Egyptian Lover On the Nile
Thanks to Sugarhill Gang and Kurtis Blow, some of the biggest hip-hop records of the early 80s stemmed from New York. That's not to say a burgeoning rap scene didn't exist in Los Angeles – even if the city lacked a label and radio station to fully champion the movement. And while N.W.A established L.A. as a hip-hop powerhouse later in the decade, the DJ Egyptian Lover, still active today, was the artist at the center of many underground dance and hip-hop gatherings. His 1984 album On the Nile is loaded with lascivious electro-funk, so much so that a track like "Girls" may even make some blush. Vocally, Egyptian Lover often takes a spoken-word approach. Yet the grooves on songs such as "And My Beat Goes Boom" and "Computer Love (Sweet Dreams)" come on like retro-synth reveries.
The Whispers Imagination
Venerable soulful shape-shifters the Whispers have been a staple of the West Coast R&B scene since the late 60s. The act, still anchored by brothers Wallace "Scotty" Scott and Walter Scott, experienced some pop success after the release of 1980's Imagination. A song from the latter, "Up on the Soul Train," even briefly served as the theme song for the Don Cornelius' instrumental "Soul Train," a show that provided a televised platform for many urban artists. For much of the 70s, the Whispers cemented their reputation as romantic crooners. Yet on albums such as Imagination, the group boogied with the best of ‘em. Full of rubbery bass lines, out-of-this-world synthesizers, and charmingly slick pleas to have a good time, tunes such as "It's a Love Thing" and "Continental Shuffle" remain sure-fire party-starters.
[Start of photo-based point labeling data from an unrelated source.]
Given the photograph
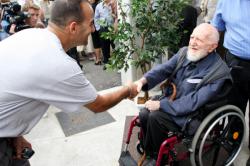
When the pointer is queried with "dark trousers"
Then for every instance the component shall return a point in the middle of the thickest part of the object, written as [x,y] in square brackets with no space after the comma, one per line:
[240,93]
[155,127]
[6,155]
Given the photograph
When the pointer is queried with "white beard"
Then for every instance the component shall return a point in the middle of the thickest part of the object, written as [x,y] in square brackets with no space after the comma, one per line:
[196,57]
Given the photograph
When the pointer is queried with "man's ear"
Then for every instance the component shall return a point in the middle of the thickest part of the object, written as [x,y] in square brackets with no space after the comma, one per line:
[212,47]
[73,27]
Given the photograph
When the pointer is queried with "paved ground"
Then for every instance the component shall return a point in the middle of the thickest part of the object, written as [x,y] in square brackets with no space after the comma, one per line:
[100,146]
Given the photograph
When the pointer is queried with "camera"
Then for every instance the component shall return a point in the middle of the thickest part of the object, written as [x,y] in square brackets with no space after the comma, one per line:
[13,15]
[27,153]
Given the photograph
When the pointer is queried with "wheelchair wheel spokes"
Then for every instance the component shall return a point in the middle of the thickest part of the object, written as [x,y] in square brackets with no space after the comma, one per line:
[218,140]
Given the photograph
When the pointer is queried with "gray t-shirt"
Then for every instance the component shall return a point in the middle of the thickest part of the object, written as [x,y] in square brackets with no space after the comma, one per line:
[35,72]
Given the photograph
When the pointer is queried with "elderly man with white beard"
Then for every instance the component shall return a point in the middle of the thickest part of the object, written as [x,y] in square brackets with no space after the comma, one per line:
[199,58]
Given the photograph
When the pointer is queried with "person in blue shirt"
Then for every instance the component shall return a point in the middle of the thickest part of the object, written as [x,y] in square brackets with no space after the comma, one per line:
[233,17]
[199,60]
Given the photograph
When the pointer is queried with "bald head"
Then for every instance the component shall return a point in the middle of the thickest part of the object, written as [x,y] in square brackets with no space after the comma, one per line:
[64,11]
[203,41]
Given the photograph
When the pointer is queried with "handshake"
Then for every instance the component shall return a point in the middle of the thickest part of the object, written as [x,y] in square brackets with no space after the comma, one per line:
[135,87]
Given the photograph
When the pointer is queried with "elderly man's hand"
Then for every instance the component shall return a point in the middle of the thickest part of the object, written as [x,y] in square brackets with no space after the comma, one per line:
[132,90]
[152,105]
[140,83]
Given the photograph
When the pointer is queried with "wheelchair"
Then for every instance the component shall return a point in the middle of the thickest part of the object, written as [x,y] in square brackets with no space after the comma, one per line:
[216,141]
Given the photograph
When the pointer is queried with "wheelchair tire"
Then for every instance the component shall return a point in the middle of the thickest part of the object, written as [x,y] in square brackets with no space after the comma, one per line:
[214,147]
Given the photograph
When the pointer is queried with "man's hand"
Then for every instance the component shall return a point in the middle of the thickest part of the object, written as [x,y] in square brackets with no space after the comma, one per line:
[132,90]
[152,105]
[140,83]
[19,144]
[12,29]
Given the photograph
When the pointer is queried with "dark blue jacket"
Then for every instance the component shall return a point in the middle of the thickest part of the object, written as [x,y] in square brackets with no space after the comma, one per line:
[188,99]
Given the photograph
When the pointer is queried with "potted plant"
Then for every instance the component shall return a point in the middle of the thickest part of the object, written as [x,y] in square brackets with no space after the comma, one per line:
[153,29]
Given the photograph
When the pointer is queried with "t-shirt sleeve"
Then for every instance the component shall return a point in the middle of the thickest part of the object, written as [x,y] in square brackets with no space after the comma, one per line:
[71,93]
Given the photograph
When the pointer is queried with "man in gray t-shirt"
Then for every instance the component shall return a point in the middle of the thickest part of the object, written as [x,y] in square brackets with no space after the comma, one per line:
[36,72]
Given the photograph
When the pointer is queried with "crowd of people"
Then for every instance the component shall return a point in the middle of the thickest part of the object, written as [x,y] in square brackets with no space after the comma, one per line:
[71,23]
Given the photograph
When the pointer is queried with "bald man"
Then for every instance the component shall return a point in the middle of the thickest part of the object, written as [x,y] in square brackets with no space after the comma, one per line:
[162,115]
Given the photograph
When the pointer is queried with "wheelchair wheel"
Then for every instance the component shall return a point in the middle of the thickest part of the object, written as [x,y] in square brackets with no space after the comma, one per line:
[219,138]
[139,148]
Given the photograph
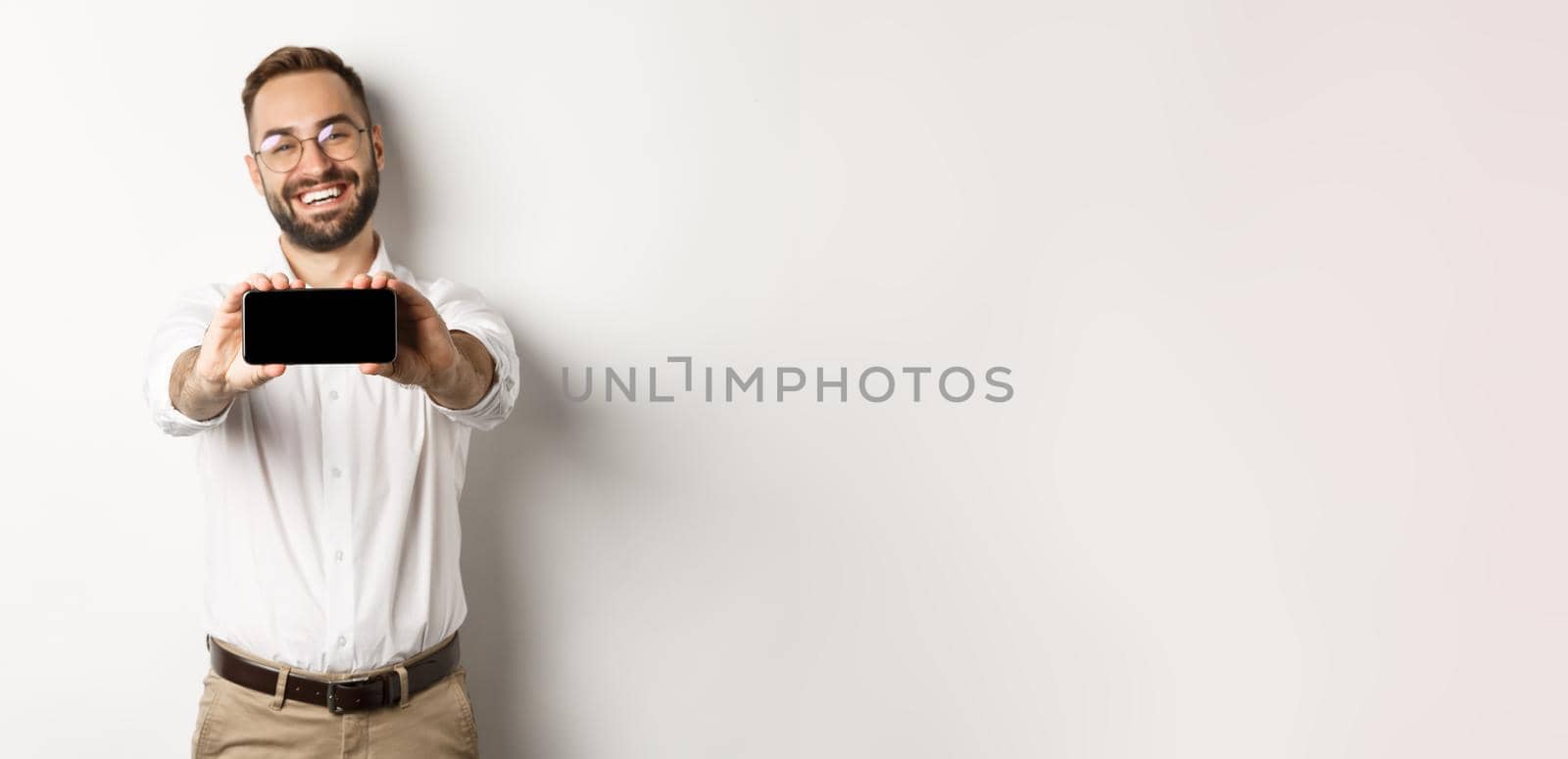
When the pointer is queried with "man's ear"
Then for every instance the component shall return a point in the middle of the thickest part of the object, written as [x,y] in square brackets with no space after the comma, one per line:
[378,146]
[256,175]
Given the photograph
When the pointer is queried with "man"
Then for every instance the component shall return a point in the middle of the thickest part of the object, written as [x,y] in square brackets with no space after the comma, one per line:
[333,594]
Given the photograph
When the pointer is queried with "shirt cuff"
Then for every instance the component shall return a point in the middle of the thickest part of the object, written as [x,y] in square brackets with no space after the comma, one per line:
[493,408]
[170,419]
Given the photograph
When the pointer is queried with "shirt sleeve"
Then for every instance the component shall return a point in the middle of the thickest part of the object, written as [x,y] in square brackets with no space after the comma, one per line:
[182,329]
[465,309]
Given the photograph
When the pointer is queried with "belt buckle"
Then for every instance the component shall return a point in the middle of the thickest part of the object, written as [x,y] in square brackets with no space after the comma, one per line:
[331,693]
Oingo Boingo Nothing to Fear
Wild and erratic, the Danny Elfman-led Oingo Boingo brought a global, wide-screen approach to new-wave, with an emphasis on weird. Just, what, exactly, is going on in "Insects"? The song often sounds like a cartoon jungle, with random sounds and frantic yelps. There's a lot to unpack, too, in "Wild Sex (In the Working Class)," where a casually swinging horn section brings a sense of refinement to the daily grind depicted in the lyrics. Yes, Elfman's high-pitched voice can be a love-it-or-hate-it affair. He sings and articulates as if enunciation is more important than serving the melody. No matter. Nothing to Fear exemplifies the kooky albeit serious tone of the city from which it's born, and while Oingo Boingo would get more topical and become more poppy, this 1982 effort presents the band with its edges fully intact.
The Bangles All Over the Place
Before the Bangles caught the attention of Prince, who penned the band's hit "Manic Monday," they stood, along with the Dream Syndicate, as one of the forebears of L.A.'s Paisley Underground scene – a loose connection of artists with a love for 60s pop. On 1984's All Over the Place, the Bangles pair chiming, jangly guitars with an ever-so-slight punk-rock attitude. While heavily influenced by the likes of the Velvet Underground, the Bangles' sound is ultimately cleaner and brighter, as evidenced by upbeat takes on 60s-era songs from Katrina and the Waves and the Merry-Go-Round. Ultimately, the record presents the band at its guitar-centered best. The slinky "James" marries flowery notes to a kiss-off strut. "Hero Takes a Fall" bursts with harmonic urgency. And despite the sweetly welcoming vocals of Susanna Hoffs, the Bangles carry plenty of fury (see "He's Got a Secret").
Los Lobos How Will the Wolf Survive?
When East L.A.'s Los Lobos unleashed How Will the Wolf Survive? In 1984, it was as if the band had discovered a new genre. As the group's second proper album, it set a template for all Los Lobos would explore through its still-vital career. The title track documents the experience of an immigrant, and does so with regal and restrained instrumentation that blends American and Mexican roots music. Elsewhere, Los Lobos go all bluesy on "Don't Worry Baby" but stick closer to the heritage of its members on "Corrida #1." This mix of traditional Mexican folk, the blues, Tex-Mex, rock n' roll, R&B, and more proved only uniquely American, but representative of the diversity of Los Angeles. And that says nothing of the ace musicianship and cool-under-pressure approach of vocalist/guitarist David Hidalgo, which remain Los Lobos hallmarks.